Antonacci afirma que o principal critério deve ser o público que o advogado pretende atender. Em alguns segmentos, regiões de grande circulação empresarial podem fazer mais sentido, enquanto outras áreas permitem atuação praticamente integral no ambiente digital.
Outro ponto destacado por Lacerda é que investir em tecnologia deixou de ser opcional para quem pretende empreender na advocacia.
"A tecnologia virou um investimento obrigatório. Hoje o básico é ter um bom plano de internet, um bom computador e ferramentas adequadas. A inteligência artificial está entrando com tudo no ambiente jurídico, mas não podemos terceirizar a atuação do advogado para ela."
O especialista ressalta que essas ferramentas podem ser utilizadas para revisar documentos, explorar argumentos ou auxiliar pesquisas, mas sempre com supervisão humana. "A IA é uma ferramenta importante, mas jamais se pode confiar cegamente nela. A atuação humana continua sendo fundamental, especialmente para conferir jurisprudência, doutrina e verificar as fontes."
Além das regras para abertura e registro do escritório, a advocacia possui normas específicas sobre a escolha do nome da sociedade, a publicidade dos serviços e até mesmo a participação dos advogados em outros escritórios.
Uma delas diz respeito à denominação da sociedade. Segundo Carlos Eduardo Guerra, professor de Direito do Ibmec-RJ, o escritório não pode adotar um nome fantasia, como ocorre em empresas de outros setores.
"O nome do escritório tem que ser o nome de um ou de todos os sócios. Não é preciso trazer o nome de todos os sócios. Pode ser uma sigla, desde que essa sigla seja, na verdade, abreviatura do nome dos advogados. O que não pode é ter a figura de uma marca, um nome de fantasia."
Como exemplo, o professor explica que um escritório formado por advogados de sobrenome Silva e Souza não poderia adotar uma marca como "Bons Resultados Advocacia".
Outra dúvida recorrente envolve a possibilidade de um advogado integrar mais de uma sociedade de advocacia. A resposta também é negativa dentro da mesma seccional da OAB.
Conforme o artigo 15, § 4º, da Lei nº 8.906/1994 (Estatuto da Advocacia), o profissional não pode participar simultaneamente de mais de uma sociedade de advogados na mesma unidade da federação, embora possa integrar sociedades registradas em seccionais diferentes.
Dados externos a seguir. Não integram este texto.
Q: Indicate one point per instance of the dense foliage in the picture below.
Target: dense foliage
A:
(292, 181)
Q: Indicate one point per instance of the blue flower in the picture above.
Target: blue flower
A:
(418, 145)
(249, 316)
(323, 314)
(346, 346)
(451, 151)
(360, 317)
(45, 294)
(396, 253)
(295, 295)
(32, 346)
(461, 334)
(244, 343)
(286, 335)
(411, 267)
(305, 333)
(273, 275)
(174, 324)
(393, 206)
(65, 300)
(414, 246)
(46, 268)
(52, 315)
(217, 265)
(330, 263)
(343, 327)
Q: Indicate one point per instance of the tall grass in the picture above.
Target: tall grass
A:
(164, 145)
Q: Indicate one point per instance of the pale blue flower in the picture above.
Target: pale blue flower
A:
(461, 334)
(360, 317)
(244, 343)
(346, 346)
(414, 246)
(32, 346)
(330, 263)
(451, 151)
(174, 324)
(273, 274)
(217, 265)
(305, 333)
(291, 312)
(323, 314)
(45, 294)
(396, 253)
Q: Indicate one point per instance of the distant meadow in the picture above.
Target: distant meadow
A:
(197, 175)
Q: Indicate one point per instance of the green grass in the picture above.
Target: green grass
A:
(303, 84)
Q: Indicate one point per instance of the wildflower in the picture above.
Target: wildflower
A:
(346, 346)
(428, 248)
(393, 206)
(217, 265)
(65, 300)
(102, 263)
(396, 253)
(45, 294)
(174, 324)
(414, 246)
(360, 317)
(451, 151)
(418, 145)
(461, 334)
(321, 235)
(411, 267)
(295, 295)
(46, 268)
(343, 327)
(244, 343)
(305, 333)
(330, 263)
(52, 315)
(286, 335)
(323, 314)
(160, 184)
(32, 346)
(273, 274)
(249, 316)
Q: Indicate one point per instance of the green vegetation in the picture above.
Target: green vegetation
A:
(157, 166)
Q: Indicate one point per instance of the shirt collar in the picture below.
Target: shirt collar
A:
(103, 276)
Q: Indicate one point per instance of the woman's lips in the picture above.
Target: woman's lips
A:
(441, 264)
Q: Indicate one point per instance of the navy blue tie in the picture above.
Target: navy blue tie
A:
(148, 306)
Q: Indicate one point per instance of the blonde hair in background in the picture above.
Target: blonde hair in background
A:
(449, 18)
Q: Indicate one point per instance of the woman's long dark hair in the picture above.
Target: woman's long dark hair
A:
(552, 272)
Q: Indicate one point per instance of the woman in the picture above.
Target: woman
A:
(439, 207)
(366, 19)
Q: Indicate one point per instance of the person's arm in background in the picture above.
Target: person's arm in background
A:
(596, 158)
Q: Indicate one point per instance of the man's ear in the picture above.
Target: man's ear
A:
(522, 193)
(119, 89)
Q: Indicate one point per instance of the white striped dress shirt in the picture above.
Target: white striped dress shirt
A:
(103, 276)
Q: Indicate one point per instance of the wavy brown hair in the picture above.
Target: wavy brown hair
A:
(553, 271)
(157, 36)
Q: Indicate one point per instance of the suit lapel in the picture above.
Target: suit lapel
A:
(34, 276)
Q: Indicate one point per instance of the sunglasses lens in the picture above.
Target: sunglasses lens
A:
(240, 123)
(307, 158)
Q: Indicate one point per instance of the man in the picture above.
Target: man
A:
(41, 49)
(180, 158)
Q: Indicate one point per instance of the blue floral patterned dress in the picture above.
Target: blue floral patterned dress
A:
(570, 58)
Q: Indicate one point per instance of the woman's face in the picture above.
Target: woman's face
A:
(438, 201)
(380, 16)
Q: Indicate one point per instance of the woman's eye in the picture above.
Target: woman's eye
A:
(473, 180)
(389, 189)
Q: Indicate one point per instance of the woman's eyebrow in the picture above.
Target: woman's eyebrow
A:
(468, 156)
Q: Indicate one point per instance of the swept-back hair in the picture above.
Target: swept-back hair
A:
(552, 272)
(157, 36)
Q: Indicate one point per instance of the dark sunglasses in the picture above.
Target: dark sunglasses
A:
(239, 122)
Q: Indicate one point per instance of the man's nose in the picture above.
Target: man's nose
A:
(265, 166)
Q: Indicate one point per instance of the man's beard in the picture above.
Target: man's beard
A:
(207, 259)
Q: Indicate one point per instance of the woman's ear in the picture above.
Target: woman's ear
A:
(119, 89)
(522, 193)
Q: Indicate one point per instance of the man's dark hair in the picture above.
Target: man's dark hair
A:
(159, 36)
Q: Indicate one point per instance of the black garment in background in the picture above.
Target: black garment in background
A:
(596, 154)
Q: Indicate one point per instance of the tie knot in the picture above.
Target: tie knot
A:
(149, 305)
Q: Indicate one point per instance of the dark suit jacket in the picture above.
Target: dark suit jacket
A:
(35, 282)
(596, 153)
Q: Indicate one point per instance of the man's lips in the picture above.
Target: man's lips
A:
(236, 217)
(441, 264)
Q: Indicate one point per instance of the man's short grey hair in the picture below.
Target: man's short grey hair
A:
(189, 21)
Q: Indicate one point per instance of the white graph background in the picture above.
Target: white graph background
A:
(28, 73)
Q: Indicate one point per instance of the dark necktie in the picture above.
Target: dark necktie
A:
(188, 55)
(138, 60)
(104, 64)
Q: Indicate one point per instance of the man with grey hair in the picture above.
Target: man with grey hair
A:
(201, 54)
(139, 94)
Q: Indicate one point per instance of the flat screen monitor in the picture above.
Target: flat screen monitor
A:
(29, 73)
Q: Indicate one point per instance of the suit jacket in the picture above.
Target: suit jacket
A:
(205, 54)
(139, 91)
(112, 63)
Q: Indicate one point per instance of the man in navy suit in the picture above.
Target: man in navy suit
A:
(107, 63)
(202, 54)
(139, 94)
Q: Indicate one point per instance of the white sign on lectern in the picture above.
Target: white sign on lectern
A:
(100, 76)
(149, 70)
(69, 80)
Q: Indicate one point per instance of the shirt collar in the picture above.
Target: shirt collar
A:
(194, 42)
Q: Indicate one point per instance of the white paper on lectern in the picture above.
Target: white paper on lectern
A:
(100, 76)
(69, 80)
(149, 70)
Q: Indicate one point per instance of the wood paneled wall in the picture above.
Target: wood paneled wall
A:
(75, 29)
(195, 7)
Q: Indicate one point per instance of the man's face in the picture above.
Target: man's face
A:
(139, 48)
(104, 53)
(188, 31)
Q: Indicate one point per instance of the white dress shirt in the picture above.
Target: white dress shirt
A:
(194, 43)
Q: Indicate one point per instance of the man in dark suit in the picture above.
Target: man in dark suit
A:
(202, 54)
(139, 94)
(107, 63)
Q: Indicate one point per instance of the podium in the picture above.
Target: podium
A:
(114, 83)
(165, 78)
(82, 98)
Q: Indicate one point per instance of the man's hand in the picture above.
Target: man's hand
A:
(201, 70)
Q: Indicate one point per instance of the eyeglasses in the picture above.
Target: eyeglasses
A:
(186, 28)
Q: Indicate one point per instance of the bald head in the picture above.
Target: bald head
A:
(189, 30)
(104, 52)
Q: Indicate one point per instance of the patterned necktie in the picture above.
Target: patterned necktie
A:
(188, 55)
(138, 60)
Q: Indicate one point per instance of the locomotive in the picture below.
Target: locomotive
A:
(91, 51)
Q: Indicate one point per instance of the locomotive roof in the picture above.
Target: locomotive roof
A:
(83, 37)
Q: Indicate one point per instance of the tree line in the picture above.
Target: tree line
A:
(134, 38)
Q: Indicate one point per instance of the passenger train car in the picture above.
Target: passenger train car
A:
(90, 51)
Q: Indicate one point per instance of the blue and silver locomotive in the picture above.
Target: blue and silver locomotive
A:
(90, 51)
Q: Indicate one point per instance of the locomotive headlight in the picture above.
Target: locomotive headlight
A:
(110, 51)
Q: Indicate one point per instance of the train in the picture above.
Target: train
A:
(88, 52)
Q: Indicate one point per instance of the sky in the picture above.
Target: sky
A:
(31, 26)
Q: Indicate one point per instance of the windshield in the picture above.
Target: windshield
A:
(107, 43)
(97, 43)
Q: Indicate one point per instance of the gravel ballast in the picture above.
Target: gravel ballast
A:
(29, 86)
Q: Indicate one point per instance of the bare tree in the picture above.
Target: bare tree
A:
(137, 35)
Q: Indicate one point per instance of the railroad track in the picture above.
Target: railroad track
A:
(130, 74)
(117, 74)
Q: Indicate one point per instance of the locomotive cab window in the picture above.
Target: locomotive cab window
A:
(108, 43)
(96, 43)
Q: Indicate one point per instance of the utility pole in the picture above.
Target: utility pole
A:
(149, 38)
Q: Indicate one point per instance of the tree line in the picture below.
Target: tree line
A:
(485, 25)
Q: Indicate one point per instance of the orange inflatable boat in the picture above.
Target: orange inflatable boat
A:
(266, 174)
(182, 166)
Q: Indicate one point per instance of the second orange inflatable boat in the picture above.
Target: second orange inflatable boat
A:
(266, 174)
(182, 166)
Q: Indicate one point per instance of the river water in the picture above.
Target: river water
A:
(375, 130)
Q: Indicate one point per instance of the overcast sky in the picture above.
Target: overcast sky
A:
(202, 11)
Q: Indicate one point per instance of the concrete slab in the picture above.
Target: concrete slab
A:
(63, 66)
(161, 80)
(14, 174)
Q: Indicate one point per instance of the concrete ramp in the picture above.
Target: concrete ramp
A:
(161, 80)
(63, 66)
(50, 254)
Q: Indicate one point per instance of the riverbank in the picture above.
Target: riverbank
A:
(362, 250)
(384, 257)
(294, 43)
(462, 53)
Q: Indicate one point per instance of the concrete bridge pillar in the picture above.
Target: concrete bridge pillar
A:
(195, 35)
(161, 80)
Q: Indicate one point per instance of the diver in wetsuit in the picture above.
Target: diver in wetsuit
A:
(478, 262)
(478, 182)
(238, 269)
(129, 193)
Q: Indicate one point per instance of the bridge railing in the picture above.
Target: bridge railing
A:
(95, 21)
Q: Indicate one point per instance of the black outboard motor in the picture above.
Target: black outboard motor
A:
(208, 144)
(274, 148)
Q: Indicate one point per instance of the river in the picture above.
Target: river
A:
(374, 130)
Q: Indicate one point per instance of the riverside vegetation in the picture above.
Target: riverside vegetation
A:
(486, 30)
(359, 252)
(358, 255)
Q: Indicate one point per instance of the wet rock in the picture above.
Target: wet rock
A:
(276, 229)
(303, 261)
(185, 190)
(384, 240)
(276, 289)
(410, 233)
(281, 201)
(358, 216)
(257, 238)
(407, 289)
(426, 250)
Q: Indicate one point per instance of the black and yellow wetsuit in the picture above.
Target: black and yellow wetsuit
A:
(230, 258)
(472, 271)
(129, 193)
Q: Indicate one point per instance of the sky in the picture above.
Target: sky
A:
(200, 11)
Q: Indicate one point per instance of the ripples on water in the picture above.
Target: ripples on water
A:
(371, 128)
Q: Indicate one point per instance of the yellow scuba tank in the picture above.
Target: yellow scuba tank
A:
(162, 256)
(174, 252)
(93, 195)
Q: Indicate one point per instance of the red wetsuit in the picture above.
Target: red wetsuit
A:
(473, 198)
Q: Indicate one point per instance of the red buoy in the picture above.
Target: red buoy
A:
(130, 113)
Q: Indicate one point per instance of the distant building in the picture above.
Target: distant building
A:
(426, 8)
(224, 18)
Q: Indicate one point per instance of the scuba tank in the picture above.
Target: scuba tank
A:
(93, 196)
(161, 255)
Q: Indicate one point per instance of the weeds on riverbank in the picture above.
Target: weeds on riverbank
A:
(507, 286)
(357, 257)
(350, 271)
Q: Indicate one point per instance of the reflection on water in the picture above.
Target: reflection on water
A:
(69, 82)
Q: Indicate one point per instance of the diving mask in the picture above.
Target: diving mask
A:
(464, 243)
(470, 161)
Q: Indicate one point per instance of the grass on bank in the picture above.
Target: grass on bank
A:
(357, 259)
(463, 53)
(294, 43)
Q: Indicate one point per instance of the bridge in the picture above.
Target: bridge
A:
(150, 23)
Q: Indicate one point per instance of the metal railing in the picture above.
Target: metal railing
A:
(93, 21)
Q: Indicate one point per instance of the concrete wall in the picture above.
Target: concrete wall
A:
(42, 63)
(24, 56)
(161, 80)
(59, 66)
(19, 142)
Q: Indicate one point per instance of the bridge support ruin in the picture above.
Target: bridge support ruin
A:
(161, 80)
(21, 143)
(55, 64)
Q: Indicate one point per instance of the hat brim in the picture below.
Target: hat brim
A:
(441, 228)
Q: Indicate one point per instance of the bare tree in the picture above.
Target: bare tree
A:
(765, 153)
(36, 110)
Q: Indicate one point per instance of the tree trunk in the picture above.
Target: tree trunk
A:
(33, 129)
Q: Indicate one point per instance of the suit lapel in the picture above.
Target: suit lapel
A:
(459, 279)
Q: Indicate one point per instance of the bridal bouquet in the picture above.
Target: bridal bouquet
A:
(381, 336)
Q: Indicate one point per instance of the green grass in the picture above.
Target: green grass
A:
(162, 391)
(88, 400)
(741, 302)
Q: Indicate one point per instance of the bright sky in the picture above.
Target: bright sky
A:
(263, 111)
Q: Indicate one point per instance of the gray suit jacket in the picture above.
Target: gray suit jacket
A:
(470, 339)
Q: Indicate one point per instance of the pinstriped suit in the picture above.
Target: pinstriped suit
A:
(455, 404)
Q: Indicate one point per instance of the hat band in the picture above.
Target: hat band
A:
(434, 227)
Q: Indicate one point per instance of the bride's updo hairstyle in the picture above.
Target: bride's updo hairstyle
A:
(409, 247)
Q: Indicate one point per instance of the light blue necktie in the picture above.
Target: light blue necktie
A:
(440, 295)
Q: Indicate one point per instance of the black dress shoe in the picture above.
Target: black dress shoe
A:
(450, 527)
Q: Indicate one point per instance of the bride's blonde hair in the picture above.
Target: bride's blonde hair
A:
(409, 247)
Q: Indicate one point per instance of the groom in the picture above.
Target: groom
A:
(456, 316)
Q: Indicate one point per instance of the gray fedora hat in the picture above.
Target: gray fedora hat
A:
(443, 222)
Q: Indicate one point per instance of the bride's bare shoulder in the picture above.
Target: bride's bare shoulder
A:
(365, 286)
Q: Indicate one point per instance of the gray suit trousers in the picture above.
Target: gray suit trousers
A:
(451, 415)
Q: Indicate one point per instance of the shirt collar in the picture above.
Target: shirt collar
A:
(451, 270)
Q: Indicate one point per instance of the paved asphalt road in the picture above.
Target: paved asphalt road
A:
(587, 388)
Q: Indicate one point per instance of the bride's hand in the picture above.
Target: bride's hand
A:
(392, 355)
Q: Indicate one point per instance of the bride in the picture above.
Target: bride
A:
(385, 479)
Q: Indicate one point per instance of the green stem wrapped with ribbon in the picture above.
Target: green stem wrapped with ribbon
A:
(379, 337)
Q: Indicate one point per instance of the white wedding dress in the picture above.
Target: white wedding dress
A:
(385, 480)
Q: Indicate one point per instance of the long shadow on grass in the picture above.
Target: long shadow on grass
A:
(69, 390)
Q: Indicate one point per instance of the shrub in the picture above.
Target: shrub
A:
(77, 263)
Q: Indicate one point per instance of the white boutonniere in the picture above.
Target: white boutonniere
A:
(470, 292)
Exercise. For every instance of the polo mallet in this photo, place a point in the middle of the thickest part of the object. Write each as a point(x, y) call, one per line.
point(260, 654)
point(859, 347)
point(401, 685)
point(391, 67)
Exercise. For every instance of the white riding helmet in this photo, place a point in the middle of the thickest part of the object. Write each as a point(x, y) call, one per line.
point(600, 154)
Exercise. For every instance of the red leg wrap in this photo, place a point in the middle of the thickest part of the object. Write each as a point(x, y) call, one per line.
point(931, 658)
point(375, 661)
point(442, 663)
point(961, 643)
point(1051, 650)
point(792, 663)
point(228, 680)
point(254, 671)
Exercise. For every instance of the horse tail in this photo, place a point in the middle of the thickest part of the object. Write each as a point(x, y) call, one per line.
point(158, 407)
Na área de divulgação dos serviços, Guerra destaca que a publicidade na advocacia continua sendo uma das atividades mais reguladas pela Ordem dos Advogados do Brasil.
"A publicidade no escritório de advocacia é extremamente restrita, apesar de não ser proibida", afirma. "Não é aceito fazer o marketing empresarial tradicional. Não é possível expor o cliente, não é possível garantir resultado."
É permitido fazer divulgações, mas de maneira mais sóbria e com caráter mais informativo do que de publicidade. A recomendação do professor do Ibmec-RJ é contratar uma agência especializada em advogados para evitar cometer irregularidades.
Advogados interessados em abrir uma Sociedade Unipessoal de Advocacia ou uma Sociedade de Advogados podem consultar o portal da Comissão das Sociedades de Advocacia da OAB São Paulo.
A página reúne o passo a passo para constituição da sociedade, modelos de documentos, legislação aplicável, tabela de emolumentos, prazos de análise, perguntas frequentes e orientações sobre o registro dos atos societários.